Managing Skills For Business Continuity

In a meeting recently, a client made a comment to the effect that they were very concerned that “Talent Management” has become just another fad word. Sadly in many circumstances this is already the case. One of the main contributors to this demise is the fact that many limit “Talent” to “professional” occupations or positions usually associated with big offices and salaries to match. While it may included those falling into this description this is not the complete truth.

Talent Management can and does take on a broader interpretation, which includes succession planning at all levels across the organization. Many organizations face issues with aging work forces, once again at all levels within the organization. The consequence of an aging staff compliment is that, when such people do retire, much of your corporate capability (skill) leaves the building, and the gap left in its wake is more like a vacuum. This is not always immediately visible, but over time, as skill sets reduce and tacit knowledge flows out of the organization, eventually business continuity is threatened.

For many organizations dealing with Talent Management takes on what can best be described as the “mercenary approach”.  This “instant” approach to Talent… “We will just go and buy (poach) the skills we need”, hugely perverts ones approach to hiring the best people for the job.
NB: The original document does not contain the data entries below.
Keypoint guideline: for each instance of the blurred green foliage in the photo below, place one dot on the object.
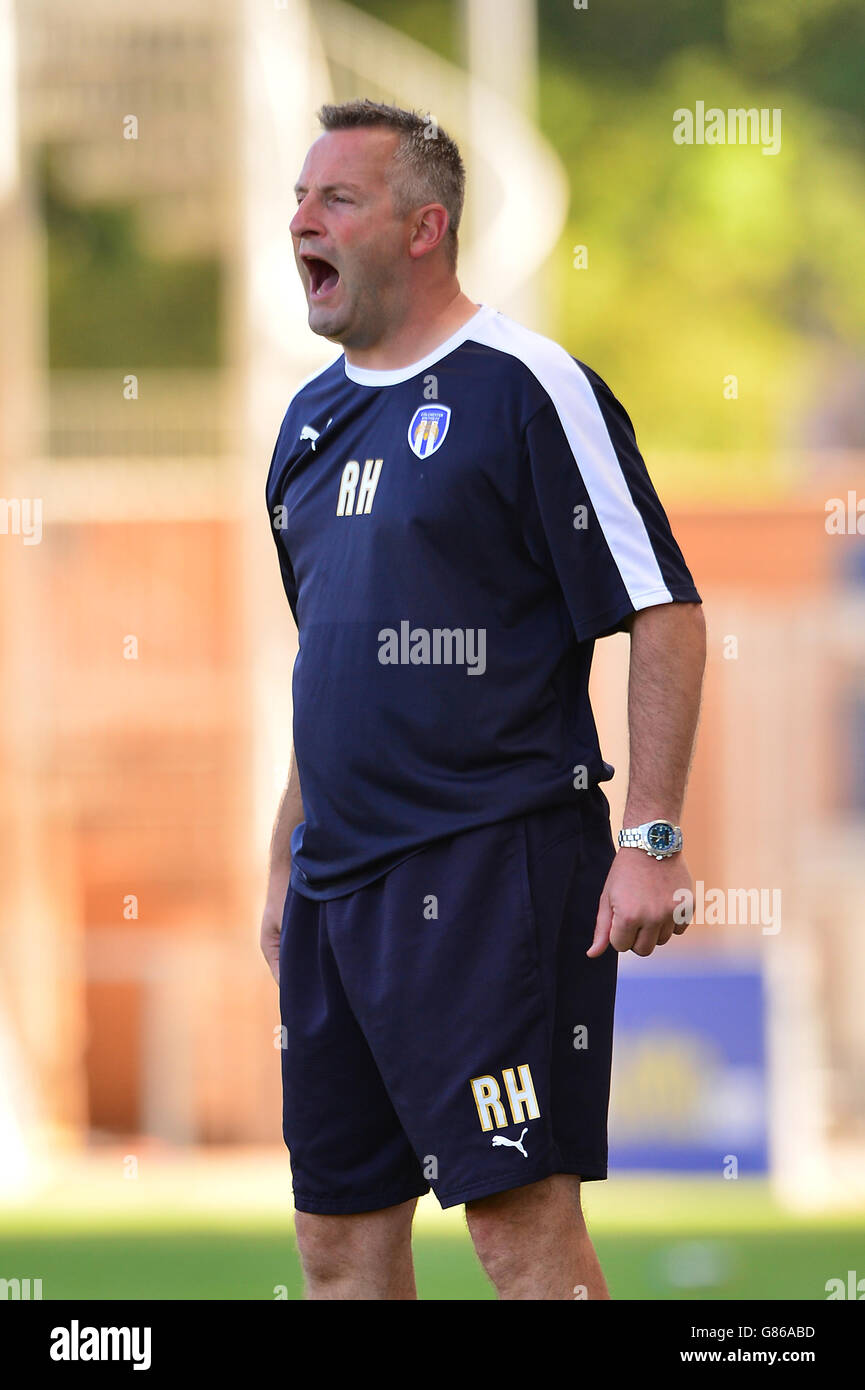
(704, 262)
(111, 303)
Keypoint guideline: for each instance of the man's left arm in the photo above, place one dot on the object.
(665, 680)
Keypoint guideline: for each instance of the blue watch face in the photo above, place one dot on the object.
(661, 837)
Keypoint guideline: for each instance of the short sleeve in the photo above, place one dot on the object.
(591, 514)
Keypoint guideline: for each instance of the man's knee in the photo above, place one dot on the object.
(333, 1247)
(504, 1221)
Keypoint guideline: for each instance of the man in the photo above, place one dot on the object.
(459, 510)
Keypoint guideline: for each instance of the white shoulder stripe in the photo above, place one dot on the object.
(591, 446)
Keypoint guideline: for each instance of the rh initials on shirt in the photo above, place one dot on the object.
(353, 499)
(522, 1100)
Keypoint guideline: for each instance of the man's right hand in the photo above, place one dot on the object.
(271, 922)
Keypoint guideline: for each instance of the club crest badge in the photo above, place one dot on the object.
(429, 430)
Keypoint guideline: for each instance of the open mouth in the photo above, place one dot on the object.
(323, 277)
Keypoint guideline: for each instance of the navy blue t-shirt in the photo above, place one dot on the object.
(452, 538)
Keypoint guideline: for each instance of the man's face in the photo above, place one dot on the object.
(349, 246)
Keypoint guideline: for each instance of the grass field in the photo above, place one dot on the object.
(198, 1233)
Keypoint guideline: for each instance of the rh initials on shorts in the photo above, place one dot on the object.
(488, 1098)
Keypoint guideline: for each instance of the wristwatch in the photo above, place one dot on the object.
(659, 838)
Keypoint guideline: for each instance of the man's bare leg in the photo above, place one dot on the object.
(366, 1255)
(533, 1241)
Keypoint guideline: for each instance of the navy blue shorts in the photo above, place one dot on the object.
(442, 1026)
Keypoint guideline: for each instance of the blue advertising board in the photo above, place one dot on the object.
(689, 1089)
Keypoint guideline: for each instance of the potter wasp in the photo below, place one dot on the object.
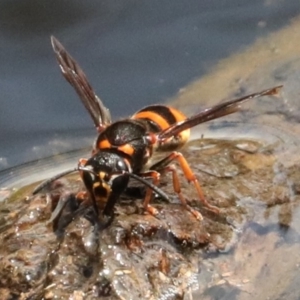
(123, 149)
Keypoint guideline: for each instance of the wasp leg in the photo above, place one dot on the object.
(149, 192)
(164, 166)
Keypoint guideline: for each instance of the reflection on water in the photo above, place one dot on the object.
(135, 53)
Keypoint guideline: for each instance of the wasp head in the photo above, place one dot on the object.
(105, 176)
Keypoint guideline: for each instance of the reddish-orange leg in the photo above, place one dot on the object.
(155, 177)
(164, 166)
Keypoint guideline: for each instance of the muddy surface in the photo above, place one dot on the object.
(171, 256)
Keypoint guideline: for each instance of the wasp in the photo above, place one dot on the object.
(123, 149)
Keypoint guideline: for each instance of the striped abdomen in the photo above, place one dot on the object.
(160, 117)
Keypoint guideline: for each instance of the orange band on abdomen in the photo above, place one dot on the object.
(154, 117)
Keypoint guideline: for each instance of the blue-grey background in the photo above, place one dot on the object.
(134, 53)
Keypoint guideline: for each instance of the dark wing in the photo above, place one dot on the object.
(214, 112)
(76, 77)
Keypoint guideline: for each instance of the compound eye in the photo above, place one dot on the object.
(121, 165)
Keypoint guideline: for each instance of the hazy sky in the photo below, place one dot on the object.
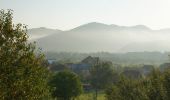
(67, 14)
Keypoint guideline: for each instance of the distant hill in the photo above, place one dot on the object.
(97, 37)
(37, 33)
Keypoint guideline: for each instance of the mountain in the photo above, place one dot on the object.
(37, 33)
(97, 37)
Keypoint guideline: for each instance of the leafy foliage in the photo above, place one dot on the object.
(101, 76)
(22, 74)
(66, 85)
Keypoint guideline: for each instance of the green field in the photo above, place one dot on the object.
(90, 96)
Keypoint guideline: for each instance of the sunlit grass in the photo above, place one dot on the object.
(90, 96)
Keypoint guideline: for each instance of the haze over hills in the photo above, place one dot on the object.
(37, 33)
(97, 37)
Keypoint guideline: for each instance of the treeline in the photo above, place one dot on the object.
(156, 86)
(118, 58)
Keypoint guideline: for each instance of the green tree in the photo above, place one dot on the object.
(101, 76)
(126, 89)
(155, 86)
(166, 83)
(22, 74)
(66, 85)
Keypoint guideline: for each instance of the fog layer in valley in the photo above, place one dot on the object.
(97, 37)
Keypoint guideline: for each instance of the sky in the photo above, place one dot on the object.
(68, 14)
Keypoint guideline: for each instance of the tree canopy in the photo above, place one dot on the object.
(22, 73)
(66, 85)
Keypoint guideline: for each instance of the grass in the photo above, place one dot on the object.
(90, 96)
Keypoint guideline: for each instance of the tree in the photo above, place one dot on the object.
(155, 86)
(66, 85)
(101, 76)
(22, 74)
(126, 89)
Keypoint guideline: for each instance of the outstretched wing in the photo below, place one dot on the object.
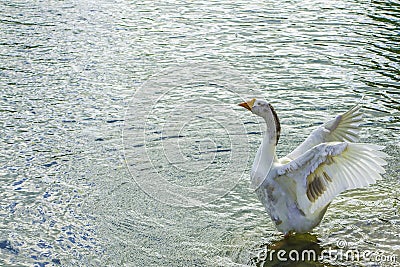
(344, 128)
(328, 169)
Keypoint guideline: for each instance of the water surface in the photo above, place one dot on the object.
(68, 74)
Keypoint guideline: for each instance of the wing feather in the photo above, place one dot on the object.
(344, 128)
(328, 169)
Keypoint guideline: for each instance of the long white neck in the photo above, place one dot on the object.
(266, 154)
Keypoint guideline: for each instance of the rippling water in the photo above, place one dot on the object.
(71, 195)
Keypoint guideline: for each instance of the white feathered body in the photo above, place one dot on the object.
(297, 189)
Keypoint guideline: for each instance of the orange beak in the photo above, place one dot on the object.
(248, 105)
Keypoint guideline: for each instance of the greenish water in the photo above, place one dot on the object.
(116, 116)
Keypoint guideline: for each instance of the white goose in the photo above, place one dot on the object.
(296, 190)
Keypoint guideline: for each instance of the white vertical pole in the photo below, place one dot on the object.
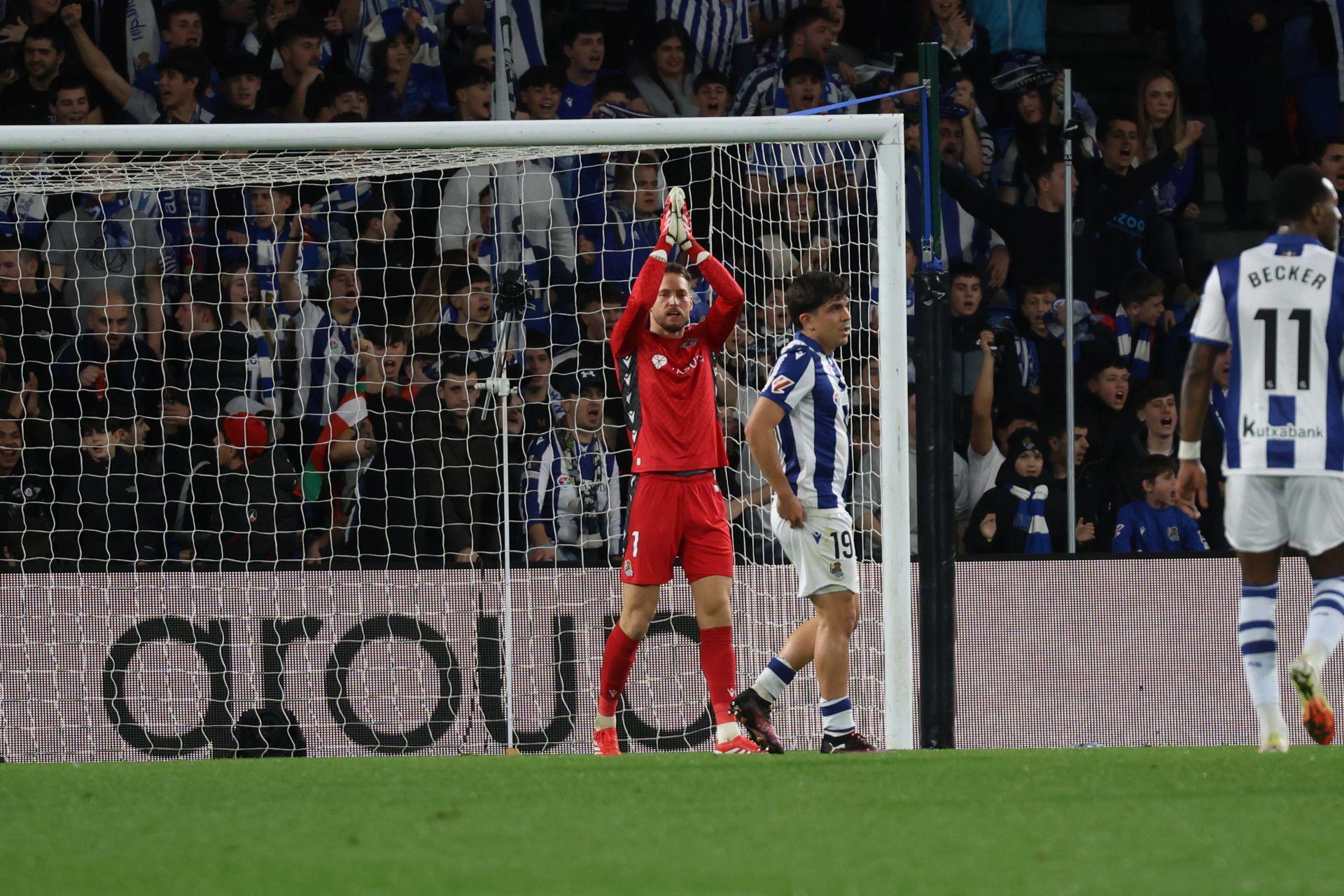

The up-side to this approach is one doesn’t need to train up the talent and skills your organization requires (provided that these skills are available). The downside to this approach is that skills begin to attract premium salaries out of kilter with their intrinsic value. Never mind the fact that one never really gets to instil any corporate culture with any level of consistency. That is another whole kettle of fish for another time. Another issue is that the very ones that arrive in this way also leave in this way, with a whole bunch or your organization knowledge in their head.

You will not stop people leaving with your stuff in their heads, but you can retain the knowledge they have brought to the party for the time they were with you. In fact you can even do one better than that; you can retain the knowledge and the application if you go about it in the right way.

Talent Management and Succession Planning initiatives still leave gaps in the pipeline of skill and people development across the entire organization – as the focus is on ‘jobs’ – not maintaining and growing SKILLS. There are many who do not value the pipeline – to their detriment.  At the risk of beating an analogy to death – consider your garden hosepipe. No water will ever come out the front of that thing unless you keep putting water in the back end of it – at pressure. We have a client that is very fond of the expression; “water don’t flow uphill”. Yet water can flow uphill when you apply enough pressure. The same thing is true of the garden hose as it is of your business. Unless you have a structure to the flow of your talent, skills and organizational wisdom, you are at risk of having an intermittent flow of talent – at best.

In closing, something for you to ponder upon… many companies make huge efforts concerning their Talent, Succession Planning, Recruitment and even Staff Development and neglect one of the most valuable building blocks in all of this; the skills and knowledge inherent to this system.